このように、読み手によって解釈が分かれかねない文になってしまうと、伝えたい情報が正しく伝わらないことも。

複数の意味にとれる文になってしまった場合、修飾語の順番を入れ替えると解決する場合があります。

たとえば、

例)眼鏡を拭いている志賀さんに私はコーヒーを飲みながら話しかけた。

とすると、

「眼鏡を拭いている」のは「志賀さん」、
「コーヒーを飲んでいる」のは「私」

であることが明らかになりますよね。

また、

例)コーヒーを飲みながら眼鏡を拭いている志賀さんに私は話しかけた。

とすると、どうやら

「眼鏡を拭いている」のは「志賀さん」、
「コーヒーを飲んでいる」のも「志賀さん」

である可能性が高そうです。
(「コーヒーを飲んでいる」のは「私」と言う意味にとれなくもないですが、上述のように解釈するほうがストレスが少ないでしょう)

このように、文章を読み返して「文が複数の意味にとれてしまう」と感じたときは、修飾語の順番を入れ替えてみることがおすすめです。


2.記号を味方に。読点、カッコ、クォーテーションマーク

1で紹介した「修飾語の順序入れ替え」は効果的ではあるものの、文によっては、

「修飾語を入れ替えるとリズムが悪くなる」
「修飾語を入れ替えても文が複数の意味にとれてしまう」

という場合もあるかもしれません。

そんなときに試してほしいのが、読点・カッコ・クォーテーションマーク(引用符)などの記号を使うこと。

こちらも、例を見てみましょう。

先ほど1で紹介した例の、

例)コーヒーを飲みながら眼鏡を拭いている志賀さんに私は話しかけた。

という文は、

「眼鏡を拭いている」のは「志賀さん」、
「コーヒーを飲んでいる」のも「志賀さん」

である可能性が高そうだけれど…「コーヒーを飲んでいる」のは「私」ともとれなくもない。

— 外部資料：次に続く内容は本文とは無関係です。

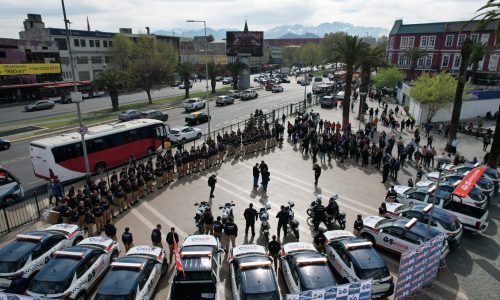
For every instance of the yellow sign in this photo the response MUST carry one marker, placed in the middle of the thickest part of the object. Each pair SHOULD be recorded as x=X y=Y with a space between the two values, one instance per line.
x=28 y=69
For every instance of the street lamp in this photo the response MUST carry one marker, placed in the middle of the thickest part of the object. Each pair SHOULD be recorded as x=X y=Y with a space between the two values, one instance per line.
x=78 y=96
x=206 y=67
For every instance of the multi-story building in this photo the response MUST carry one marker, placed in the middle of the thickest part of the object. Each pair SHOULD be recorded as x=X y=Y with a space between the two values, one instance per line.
x=442 y=44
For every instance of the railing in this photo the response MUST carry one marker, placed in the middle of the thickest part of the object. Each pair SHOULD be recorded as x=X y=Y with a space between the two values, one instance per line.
x=32 y=207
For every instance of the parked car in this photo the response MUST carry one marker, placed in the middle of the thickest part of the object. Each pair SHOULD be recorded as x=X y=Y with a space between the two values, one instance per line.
x=184 y=134
x=224 y=100
x=39 y=105
x=196 y=118
x=277 y=89
x=194 y=104
x=130 y=114
x=154 y=114
x=4 y=144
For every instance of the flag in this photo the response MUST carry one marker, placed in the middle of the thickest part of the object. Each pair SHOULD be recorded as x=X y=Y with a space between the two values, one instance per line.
x=178 y=262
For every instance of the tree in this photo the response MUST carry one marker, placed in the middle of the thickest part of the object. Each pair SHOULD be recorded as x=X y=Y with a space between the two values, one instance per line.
x=235 y=69
x=348 y=50
x=435 y=91
x=214 y=70
x=388 y=77
x=413 y=55
x=185 y=71
x=113 y=81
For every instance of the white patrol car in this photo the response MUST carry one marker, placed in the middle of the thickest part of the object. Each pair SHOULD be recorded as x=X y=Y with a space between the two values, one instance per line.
x=135 y=275
x=201 y=260
x=251 y=273
x=21 y=259
x=304 y=268
x=355 y=259
x=398 y=235
x=73 y=272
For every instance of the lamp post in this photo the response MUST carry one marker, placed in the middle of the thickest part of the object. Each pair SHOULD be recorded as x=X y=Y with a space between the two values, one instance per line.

そんなときは、読点やカッコなど、記号を使ってみましょう。

まず、先ほどの例文に読点を打ってみると

例)コーヒーを飲みながら眼鏡を拭いている志賀さんに、私は話しかけた。
例)コーヒーを飲みながら、眼鏡を拭いている志賀さんに私は話しかけた。

となり、

前者は、「コーヒーを飲んでいる」のは「志賀さん」、「眼鏡を拭いている」のも「志賀さん」
という意味に、
後者は、「コーヒーを飲んでいる」のは「私(あるいは志賀さん以外の誰か)」、「眼鏡を拭いている」のは「志賀さん」
という意味になり、

読点を打つ位置によって文の意味が変わり、「誰が何をしているのか」がわかりやすくなります。


また、カッコを使ってみると

例)「コーヒーを飲みながら眼鏡を拭いている志賀さん」に私は話しかけた。
例)コーヒーを飲みながら「眼鏡を拭いている志賀さん」に私は話しかけた。

となり、

前者は、「コーヒーを飲んでいる」のは「志賀さん」、「眼鏡を拭いている」のも「志賀さん」
という意味に、
後者は、「コーヒーを飲んでいる」のは「私(あるいは志賀さん以外の誰か)」、「眼鏡を拭いている」のは「志賀さん」
という意味になり、

読点と同様、カッコで囲う範囲によって「誰が何をしているのか」がわかりやすくなります。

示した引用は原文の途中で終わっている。